Nitekim Yargıtay Hukuk Genel Kurulunun 17.06.2015 tarihli 2015/22-1156 E.-2015/1598 K.; 22.06.2016 tarihli 2016/22-874 E.-2016/824 K. ile 17.01.2018 tarihli 2016/22-2181 E.-2018/24 K. sayılı kararlarında da aynı ilkeler kabul edilmiştir. 

Öte yandan işçilik alacaklarının belirsiz alacak davasına konu olup olamayacağı konusunda Yargıtayın iş davalarının temyiz incelemesini yapan 7, 9 ve 22. Hukuk Daireleri ile Hukuk Genel Kurulu içtihatları arasında ortaya çıkan farklılığın giderilmesi için Yargıtay İçtihatları Birleştirme Büyük Genel Kurulunca yapılan değerlendirme sonucunda 15.12.2017 tarihli ve 2016/6 E.-2017/5 K. sayılı kararı ile "İşçilik alacaklarının çok çeşitli tür, nitelik ve kapsamda olması, somut olayın özelliklerine göre oldukça değişkenlik göstermesi, hatta aynı tür işçilik alacaklarında dahi somut olayın özellikleri itibariyle işçilik alacaklarının belirsiz alacak davasına konu olup olamayacağı konusunda soyut ve genel nitelikte, her bir olayda geçerli olacak ölçüde bir karar alınamayacağından içtihadı birleştirmeye gerek olup olmadığı ön sorun olarak tartışılmış ve sonuç olarak içtihadı birleştirmeye gerek olmadığı" yönünde karar verilmiştir.

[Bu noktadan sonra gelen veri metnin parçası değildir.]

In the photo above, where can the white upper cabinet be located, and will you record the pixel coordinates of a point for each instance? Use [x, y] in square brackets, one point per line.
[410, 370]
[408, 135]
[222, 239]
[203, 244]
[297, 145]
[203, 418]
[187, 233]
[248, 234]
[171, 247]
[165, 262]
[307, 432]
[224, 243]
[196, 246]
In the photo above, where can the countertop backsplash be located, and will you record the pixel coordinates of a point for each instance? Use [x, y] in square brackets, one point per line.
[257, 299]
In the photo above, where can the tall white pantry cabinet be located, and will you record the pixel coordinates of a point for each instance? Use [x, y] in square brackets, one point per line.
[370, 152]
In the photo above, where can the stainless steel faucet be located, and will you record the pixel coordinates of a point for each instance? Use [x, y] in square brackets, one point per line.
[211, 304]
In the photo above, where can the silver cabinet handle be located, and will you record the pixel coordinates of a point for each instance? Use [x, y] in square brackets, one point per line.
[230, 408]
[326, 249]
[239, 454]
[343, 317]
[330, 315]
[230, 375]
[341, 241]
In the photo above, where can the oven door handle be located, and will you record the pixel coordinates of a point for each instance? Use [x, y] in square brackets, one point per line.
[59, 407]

Bu açıklamalar ışığında somut olay değerlendirildiğinde; davacı vekili müvekkilinin toplu iş sözleşmeleri gereği kendisine ödenmesi gereken yıpranma primi alacağının 2013 yılı Ekim ayından itibaren ödendiğini, geriye dönük olarak alacaklarının ödenmediğini ileri sürmüş, davalı ise davanın zamanaşımı nedeniyle reddi gerektiğini, esas yönden ise davacının toplu iş sözleşmesinin ilgili maddesinden yararlanamayacağı gerekçesiyle davanın reddini savunmuş, mahkemece bilirkişi raporunda hesaplanan miktarlar üzerinden anılan alacak hüküm altına alınmıştır.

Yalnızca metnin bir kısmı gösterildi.